Nereden yayın yaparlar? 
Program yapan bir kişinin adı?
yukarıdaki soruların hiçbirisinin yanıtı yok bende. Ancak Ankara'da antendeyken Power XL ile başlayan hayranlığım şimdilerde Power Türk ve elbette amiral gemi Power FM ile sürüyor. Ne yazık ki Power XL artık antende yok Ankara'da. Gerçi antende, yani FM bandından verici ile yapılan, var olan yayınları da dinlemek olanaklı değil. Sanırım 22 yıldır gecekondu düzeniyle işgal ettikleri frekanslardan yayın yapıp bunu kar sayan bir yapı ve onu düzelt(e)meyen denetleME ve düzenleME kuruluşu elbirliği ile radyo dinleme keyfimizi elimizden aldı, büyük kentlerde. Bu konuda daha önce yayınladığım yazımı okumanızı öneririm.

Biz gelelim POWER grubunun "akıllı" TV ile imtihanına :) Sonucu baştan söyleyeyim; Power Grubu'na yakışan, kullanımı kolay, menü renkleri ve klavye / kumanda ile geçişleri iyi planlanmış bir arayüze sahip sade tasarımlı bir uygulama var karşımızda. Bu anlamda başarılı. Ancak, "akıllı TV" artık tek yönli iletişimden ziyade iki yönlü iletişime verdiği olanaklarla yürüyecek bir mecra. Power Grubu'nun uygulaması ise tek yönlü. Dinleyicinin isteklerini gönderebileceği bir yol yok mesela. Neyse, uzun değerlendirmeyi aşağıda yapacağım zaten. Bu yazıyla blogda farklı bir yola doğru evrilmesinin ilk çabasını gerçekleştirmeye gayret edeceğim. Ne diyelim, Allah utandırmasın...

Akıllı TV'ler aslında üzerinde işletim sistemi olan, bilgisayar tabanlı büyük monitörler. İşletim sistemi genellikle açık kaynak kod tabanlı. Genellikle dediğime bakmayın, kapalı kaynak kodu kullanan bir TV var mı bilmediğimden. Nasıl cep telefonunuza, akıllısına elbette, tabletinize uygulama (application: APP) indirip kuruyorsanız akıllı TV'leriniz de böyle cihazlar.

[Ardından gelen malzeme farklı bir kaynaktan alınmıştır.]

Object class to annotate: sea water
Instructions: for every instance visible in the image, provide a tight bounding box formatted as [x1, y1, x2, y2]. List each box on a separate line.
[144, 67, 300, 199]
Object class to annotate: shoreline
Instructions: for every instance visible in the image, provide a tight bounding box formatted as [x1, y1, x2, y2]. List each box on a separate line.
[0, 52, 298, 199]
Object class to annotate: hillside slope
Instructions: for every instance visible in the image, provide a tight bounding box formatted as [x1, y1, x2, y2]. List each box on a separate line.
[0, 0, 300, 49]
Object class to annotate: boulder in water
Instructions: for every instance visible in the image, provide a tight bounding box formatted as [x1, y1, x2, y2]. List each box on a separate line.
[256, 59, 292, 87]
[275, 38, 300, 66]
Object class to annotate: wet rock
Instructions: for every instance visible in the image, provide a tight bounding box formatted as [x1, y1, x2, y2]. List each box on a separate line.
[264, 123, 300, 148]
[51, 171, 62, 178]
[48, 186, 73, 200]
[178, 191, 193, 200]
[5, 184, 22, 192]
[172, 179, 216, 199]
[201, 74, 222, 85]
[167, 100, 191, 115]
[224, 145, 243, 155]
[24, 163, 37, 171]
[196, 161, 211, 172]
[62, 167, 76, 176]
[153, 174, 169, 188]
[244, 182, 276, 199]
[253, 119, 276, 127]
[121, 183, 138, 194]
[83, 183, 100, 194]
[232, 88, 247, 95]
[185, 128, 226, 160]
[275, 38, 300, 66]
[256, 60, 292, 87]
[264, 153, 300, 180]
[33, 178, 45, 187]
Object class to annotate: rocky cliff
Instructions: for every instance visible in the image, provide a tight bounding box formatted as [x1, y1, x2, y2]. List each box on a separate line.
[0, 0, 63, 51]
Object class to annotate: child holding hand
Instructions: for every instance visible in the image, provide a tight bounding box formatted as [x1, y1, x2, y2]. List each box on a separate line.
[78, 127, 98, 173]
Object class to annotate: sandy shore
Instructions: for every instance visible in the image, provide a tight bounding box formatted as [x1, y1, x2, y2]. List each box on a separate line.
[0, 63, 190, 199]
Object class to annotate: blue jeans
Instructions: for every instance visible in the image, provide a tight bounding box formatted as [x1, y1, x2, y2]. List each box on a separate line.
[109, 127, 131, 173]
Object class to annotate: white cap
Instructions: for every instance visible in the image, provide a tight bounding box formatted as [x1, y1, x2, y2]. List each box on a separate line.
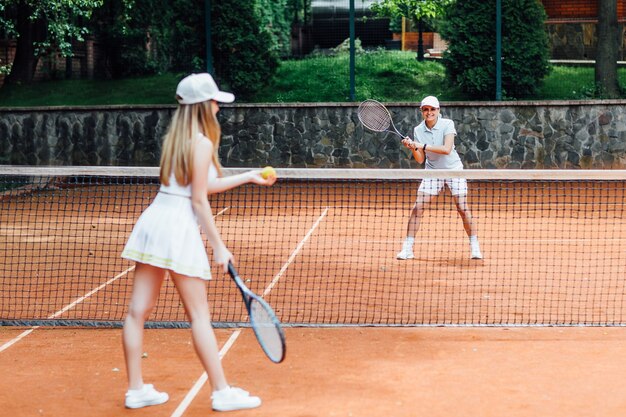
[420, 96, 439, 109]
[176, 72, 235, 104]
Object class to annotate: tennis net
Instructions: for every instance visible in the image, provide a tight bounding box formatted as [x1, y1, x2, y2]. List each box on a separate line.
[0, 166, 626, 326]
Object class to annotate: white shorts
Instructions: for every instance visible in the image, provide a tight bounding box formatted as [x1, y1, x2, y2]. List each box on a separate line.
[417, 178, 467, 196]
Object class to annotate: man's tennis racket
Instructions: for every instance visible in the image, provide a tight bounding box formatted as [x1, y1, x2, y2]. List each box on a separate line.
[228, 262, 286, 363]
[357, 99, 405, 138]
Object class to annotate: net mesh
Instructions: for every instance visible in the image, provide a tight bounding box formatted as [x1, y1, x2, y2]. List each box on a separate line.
[0, 168, 626, 326]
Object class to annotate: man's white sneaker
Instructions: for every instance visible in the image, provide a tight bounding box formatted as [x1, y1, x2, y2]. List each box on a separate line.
[211, 387, 261, 411]
[124, 384, 170, 408]
[470, 242, 483, 259]
[396, 245, 415, 260]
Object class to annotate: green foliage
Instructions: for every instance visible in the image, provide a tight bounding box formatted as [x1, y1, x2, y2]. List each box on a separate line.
[0, 60, 626, 107]
[440, 0, 550, 99]
[256, 0, 291, 56]
[250, 50, 453, 103]
[0, 0, 103, 56]
[212, 0, 279, 99]
[92, 0, 173, 78]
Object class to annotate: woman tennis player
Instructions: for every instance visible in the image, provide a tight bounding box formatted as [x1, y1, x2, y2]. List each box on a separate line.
[122, 73, 276, 411]
[396, 96, 483, 259]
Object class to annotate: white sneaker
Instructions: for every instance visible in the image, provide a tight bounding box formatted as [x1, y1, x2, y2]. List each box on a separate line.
[211, 387, 261, 411]
[470, 242, 483, 259]
[124, 384, 170, 408]
[396, 243, 415, 260]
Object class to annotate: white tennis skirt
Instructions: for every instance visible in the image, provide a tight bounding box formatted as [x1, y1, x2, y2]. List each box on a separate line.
[122, 192, 211, 280]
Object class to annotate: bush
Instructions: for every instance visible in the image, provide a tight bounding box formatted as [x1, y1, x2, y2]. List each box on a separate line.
[441, 0, 550, 99]
[212, 0, 279, 99]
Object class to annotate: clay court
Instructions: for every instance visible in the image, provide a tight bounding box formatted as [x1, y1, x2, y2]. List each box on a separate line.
[0, 167, 626, 416]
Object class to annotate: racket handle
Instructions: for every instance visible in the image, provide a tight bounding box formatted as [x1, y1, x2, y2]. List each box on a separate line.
[228, 261, 239, 277]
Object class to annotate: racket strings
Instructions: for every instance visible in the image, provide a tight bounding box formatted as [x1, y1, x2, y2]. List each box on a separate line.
[250, 299, 284, 362]
[358, 100, 391, 132]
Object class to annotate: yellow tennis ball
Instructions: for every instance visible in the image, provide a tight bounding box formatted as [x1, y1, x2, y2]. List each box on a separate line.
[261, 166, 276, 179]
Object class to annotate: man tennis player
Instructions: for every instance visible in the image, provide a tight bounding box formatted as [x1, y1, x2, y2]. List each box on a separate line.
[397, 96, 483, 260]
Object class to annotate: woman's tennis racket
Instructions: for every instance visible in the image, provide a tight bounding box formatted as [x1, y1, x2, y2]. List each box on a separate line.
[228, 262, 286, 363]
[357, 99, 405, 138]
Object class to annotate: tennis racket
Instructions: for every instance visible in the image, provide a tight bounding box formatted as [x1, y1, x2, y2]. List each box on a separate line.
[357, 99, 405, 138]
[228, 262, 286, 363]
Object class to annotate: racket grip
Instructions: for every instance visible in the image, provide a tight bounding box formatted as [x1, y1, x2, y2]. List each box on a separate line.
[228, 261, 239, 277]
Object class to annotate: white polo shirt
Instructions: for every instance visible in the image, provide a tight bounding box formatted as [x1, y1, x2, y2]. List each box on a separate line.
[413, 116, 463, 170]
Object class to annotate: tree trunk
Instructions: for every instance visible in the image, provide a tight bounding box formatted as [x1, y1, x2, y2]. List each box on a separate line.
[595, 0, 620, 98]
[5, 5, 42, 84]
[416, 19, 424, 61]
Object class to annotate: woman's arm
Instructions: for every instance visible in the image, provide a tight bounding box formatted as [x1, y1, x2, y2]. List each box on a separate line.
[418, 133, 454, 155]
[191, 140, 234, 272]
[206, 170, 276, 194]
[402, 136, 426, 164]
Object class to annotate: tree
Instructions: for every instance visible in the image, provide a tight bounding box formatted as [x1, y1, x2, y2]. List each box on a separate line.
[595, 0, 620, 98]
[440, 0, 550, 99]
[0, 0, 103, 84]
[211, 0, 280, 100]
[372, 0, 451, 61]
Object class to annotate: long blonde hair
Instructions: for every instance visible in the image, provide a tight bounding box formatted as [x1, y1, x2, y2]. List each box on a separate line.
[160, 100, 222, 185]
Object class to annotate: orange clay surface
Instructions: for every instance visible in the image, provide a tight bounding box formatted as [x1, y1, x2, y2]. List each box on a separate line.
[0, 327, 626, 417]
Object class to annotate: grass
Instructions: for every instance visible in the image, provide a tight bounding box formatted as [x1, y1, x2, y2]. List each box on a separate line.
[0, 50, 626, 107]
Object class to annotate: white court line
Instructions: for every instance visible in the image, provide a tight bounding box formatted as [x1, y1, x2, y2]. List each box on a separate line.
[172, 329, 241, 417]
[262, 207, 328, 297]
[0, 265, 135, 352]
[171, 207, 328, 417]
[0, 207, 230, 352]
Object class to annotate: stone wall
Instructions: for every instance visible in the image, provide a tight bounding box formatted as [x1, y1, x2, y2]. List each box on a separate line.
[0, 100, 626, 169]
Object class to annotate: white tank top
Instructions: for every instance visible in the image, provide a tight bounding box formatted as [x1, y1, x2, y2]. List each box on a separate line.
[159, 164, 217, 197]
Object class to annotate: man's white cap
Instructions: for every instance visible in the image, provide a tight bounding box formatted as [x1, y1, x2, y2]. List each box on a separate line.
[420, 96, 439, 109]
[176, 72, 235, 104]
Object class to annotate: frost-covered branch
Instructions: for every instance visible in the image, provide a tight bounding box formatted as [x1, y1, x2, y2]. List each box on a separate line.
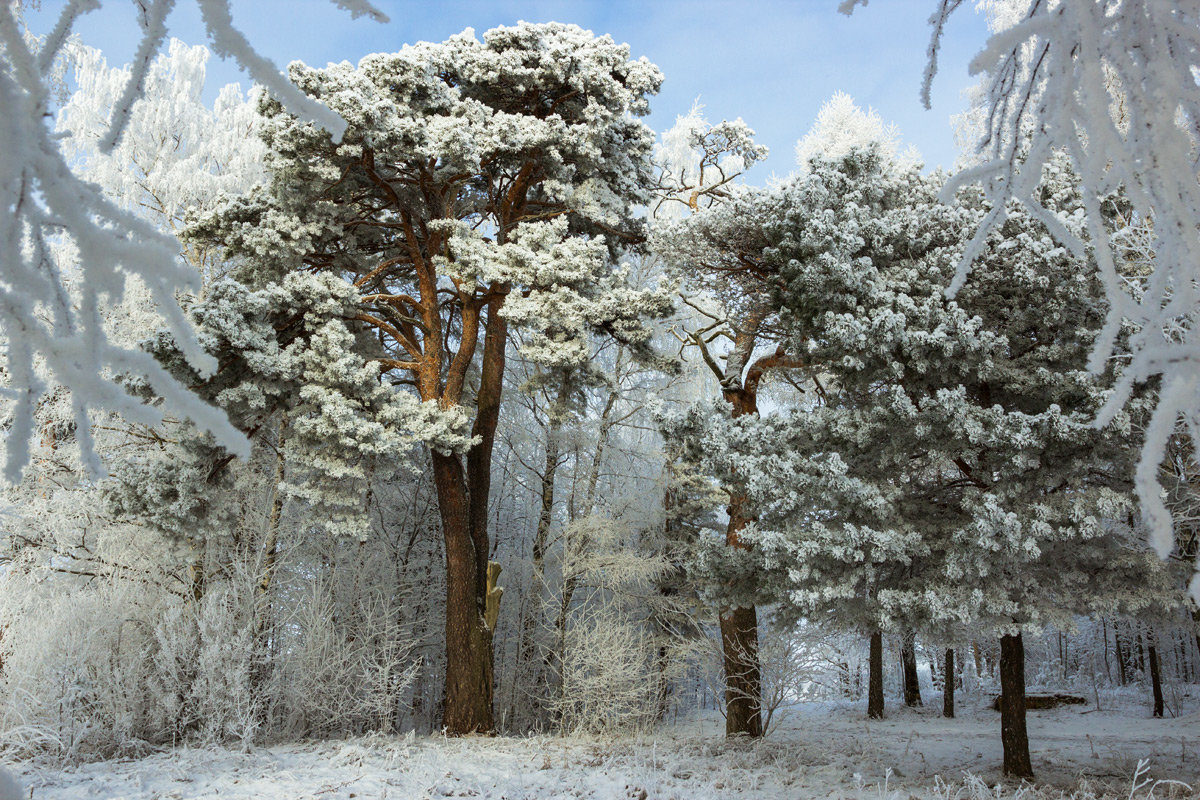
[841, 0, 1200, 599]
[0, 0, 383, 481]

Bunların da uygulama mağazası var. Orada kimi reklamla yürüyen, kimi doğrudan ücretli uygulamalar var. Dilediğinizi indirip televizyonunuza kurabilirsiniz. Bir noktaya dikkat çekmek istiyorum. Televizyonunuz artık sadece televizyon değil. Evinizde internete çıkış noktanıza bağladığınız yer yeni internet erişimli cihaz, potansiyel bir gedik açar duvarınızda. Güvenlik mevzularını işin uzmanı bir meslektaşım, lisedaşım ile sohbete bırakayım ve son olarak özellikle kameralı TV kullananlar için indirdikleri uygulamalara daha bir dikkat etmelerini hatırlatayım. O kameralar, uzaktan aktif hale getirilebilir. İstemediğiniz görüntüler kaydedilip sonra tehdit edilebilirsiniz. Aman dikkat!

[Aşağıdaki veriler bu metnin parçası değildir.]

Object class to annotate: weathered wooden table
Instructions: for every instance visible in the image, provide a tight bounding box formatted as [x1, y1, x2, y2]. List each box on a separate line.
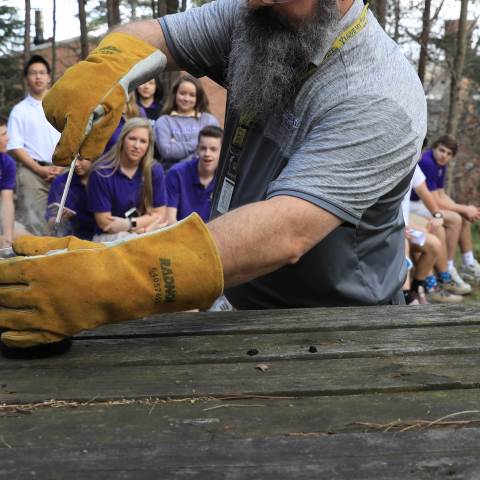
[0, 306, 480, 480]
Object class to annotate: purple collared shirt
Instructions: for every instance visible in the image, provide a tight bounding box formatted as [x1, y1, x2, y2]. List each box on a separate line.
[167, 157, 215, 222]
[88, 163, 167, 233]
[46, 173, 95, 240]
[410, 150, 447, 202]
[0, 153, 17, 190]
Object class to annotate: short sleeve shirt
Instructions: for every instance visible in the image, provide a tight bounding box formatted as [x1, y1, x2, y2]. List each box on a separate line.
[8, 95, 60, 163]
[160, 0, 426, 309]
[411, 150, 447, 202]
[88, 163, 167, 233]
[0, 153, 16, 190]
[46, 173, 95, 240]
[166, 157, 215, 222]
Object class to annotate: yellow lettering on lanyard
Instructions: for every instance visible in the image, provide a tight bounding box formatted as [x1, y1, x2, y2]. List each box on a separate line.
[322, 3, 368, 63]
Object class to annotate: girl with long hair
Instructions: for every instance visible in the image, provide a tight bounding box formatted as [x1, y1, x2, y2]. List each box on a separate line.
[135, 78, 163, 124]
[88, 118, 167, 242]
[155, 75, 219, 170]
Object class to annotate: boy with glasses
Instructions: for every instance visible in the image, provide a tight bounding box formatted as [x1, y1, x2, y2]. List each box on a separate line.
[410, 135, 480, 285]
[8, 55, 63, 235]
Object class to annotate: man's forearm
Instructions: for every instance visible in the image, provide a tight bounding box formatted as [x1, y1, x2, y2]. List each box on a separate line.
[113, 20, 178, 70]
[208, 196, 342, 288]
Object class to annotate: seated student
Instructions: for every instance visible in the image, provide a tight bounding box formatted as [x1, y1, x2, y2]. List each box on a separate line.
[135, 78, 163, 161]
[87, 118, 167, 242]
[46, 158, 95, 240]
[410, 135, 480, 283]
[0, 117, 29, 244]
[166, 126, 223, 224]
[135, 78, 163, 127]
[402, 165, 464, 304]
[155, 75, 219, 171]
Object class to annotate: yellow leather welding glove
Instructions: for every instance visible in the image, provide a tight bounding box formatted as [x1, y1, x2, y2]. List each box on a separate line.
[0, 235, 103, 348]
[43, 33, 167, 165]
[0, 214, 223, 346]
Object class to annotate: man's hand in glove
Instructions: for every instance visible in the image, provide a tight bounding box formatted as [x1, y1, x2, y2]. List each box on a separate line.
[0, 214, 223, 346]
[43, 32, 167, 165]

Power Grubu, diğer pek çok medya kuruluşu gibi, akıllı TV'lerde de var. Bir noktayı özellikle belirteyim, LG televizyonlar Web OS 2.0 sürümlü bir işletim sistemi kullanıyor. Son derece başarılı, basit bir arayüzle işleri kolaylaştırmışlar. Uygulamalar bölümüne girdiğinizde ana ekranda 7-8 tane uygulama görünüyor. Bunlar LG Web OS 2.0'lı bir akıllı aldığınızda varsayılan olarak ana ekranda yer verilen uygulamalar. LG Uygulama Mağazasına ulaştığınızda daha bir çok uygulama göreceksiniz. LG bu ana ekranına koyduğu uygulamaları neye göre seçmiş bilemiyorum. Aralarında Power Grubu'nun uygulaması da var. Karnaval, ki bir diğer saygı uyandıran radyo grubudur, ise bu ana ekranda yok.

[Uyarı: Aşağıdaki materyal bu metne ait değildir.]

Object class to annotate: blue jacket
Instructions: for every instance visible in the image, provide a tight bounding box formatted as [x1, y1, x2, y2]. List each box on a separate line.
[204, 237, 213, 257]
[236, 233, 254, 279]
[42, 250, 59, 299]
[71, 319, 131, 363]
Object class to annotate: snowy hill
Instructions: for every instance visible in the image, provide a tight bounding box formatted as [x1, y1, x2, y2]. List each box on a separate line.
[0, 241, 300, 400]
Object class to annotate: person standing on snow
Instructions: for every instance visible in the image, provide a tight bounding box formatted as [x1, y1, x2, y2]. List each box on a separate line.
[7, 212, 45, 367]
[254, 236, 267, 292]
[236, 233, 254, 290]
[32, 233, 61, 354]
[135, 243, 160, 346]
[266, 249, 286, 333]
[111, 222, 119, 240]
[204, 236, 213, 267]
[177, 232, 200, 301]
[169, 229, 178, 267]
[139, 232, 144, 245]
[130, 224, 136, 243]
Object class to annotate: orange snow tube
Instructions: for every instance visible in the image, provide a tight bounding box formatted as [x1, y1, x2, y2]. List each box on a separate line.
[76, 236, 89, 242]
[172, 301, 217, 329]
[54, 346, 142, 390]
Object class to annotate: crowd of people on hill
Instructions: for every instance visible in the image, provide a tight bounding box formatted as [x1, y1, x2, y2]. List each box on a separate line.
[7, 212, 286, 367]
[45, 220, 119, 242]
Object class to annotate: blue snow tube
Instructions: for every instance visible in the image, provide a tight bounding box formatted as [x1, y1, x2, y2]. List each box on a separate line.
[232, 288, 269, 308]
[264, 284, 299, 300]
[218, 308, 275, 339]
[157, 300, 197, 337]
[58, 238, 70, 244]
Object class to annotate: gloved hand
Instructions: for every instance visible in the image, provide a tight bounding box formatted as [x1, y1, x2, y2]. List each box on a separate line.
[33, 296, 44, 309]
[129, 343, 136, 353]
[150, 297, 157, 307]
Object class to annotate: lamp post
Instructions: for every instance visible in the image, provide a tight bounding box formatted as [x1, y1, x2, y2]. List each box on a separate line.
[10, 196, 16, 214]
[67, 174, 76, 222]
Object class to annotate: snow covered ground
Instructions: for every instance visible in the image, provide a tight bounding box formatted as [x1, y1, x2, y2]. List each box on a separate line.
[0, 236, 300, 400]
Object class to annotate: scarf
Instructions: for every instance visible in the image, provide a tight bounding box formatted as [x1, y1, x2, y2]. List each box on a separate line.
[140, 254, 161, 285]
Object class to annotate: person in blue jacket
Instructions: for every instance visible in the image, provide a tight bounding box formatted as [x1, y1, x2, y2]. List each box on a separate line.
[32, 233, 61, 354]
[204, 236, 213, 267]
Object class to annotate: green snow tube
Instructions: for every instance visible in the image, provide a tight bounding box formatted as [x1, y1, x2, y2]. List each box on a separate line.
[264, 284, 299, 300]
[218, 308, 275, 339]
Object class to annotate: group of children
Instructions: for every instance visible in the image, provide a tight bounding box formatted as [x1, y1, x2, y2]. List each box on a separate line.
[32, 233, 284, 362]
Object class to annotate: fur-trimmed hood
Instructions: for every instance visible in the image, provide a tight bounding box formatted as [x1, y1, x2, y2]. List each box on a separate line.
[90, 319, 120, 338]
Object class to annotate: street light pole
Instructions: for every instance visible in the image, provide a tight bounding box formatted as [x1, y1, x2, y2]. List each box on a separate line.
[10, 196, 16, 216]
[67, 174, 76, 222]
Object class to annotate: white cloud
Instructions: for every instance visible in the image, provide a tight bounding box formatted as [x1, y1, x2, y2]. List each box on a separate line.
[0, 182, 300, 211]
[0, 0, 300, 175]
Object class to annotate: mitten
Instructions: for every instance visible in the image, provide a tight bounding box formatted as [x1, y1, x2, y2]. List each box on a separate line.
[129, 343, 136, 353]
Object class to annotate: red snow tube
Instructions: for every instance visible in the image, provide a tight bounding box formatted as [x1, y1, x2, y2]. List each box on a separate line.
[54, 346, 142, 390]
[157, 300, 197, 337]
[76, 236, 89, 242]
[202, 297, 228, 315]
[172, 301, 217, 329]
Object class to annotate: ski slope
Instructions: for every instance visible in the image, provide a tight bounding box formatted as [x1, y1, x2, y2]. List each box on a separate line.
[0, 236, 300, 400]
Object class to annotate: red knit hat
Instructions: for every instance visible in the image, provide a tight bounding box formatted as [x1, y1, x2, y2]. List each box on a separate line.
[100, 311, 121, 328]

Uygulamayı yukarıdaki fotografta görüldüğü gibi başlatıyorsunuz. İlk açılışta aşağıdaki ekran sizi karşılıyor:

Soldaki menü farklı radyo kanalları gibi düşünülebilir. Saymadım ama 10 civarında kanal var solda. Sonuçta elinizde telifi ödenmiş içerik ve bunların türleri olduktan sonra her türe göre ayrı kanallar oluşturmak zor bir iş değil. Araya kanalın tanıtım cıngıllarını da serpiştirirseniz işlem tamam. Çalan şarkıya ait bir sabit kare de ekranda yer alıyor. Bir sonra çalacak şarkıya geçme şansınız yok. Siz, aslında sizin için başlatılan bir stream'i (akışı) dinlemiyorsunuz. Evinize bir şekilde ulaşan bir yayına dahil oluyorsunuz. Bu anlamda seçilen teknoloji gereği kişiye özel akış başlatılamıyor. Elbette bu seçimin getirdiği büyük bant genişliği avantajları var. Bir de uygulama ile hedeflenen neydi sorusunun yanıtı, seçilecek teknoloji konusunda kararı kolaylaştıracak. Radyo benzeri bir deneyim hedeflendiyse mesela, sonuç çok başarılı. Farklı müzik türlerinden oluşan Power Grubu uygulamasının iki menüsü var aslında. Birisi ekranın solunda yer alıyor ve kanalları değiştiriyor. Diğer menü ekranın üzerine yerleştirilmiş. Bu menüden ise farklı seçeneklere ulaşabiliyorsunuz. Biraz yakından bakalım:



Listeler, PODCAST (bu ifadeyi de iPod denilen Apple cihazına borçluyuz, PodCast :) ve Yayın Akışı. Listelerde bir çok farklı listeyi görebiliyorsunuz. Yukarıda açıklamaya çalıştığım gibi tercih edilen uygulama mantığı gereği bu listeden istediğiniz bir şarkının üzerine dokunduğunuzda dinlemek içinizden geçebilir. Ancak, uygulama buna izin vermiyor. Çünkü, size özel bir akış başlatılmıyor hiç bir şekilde. 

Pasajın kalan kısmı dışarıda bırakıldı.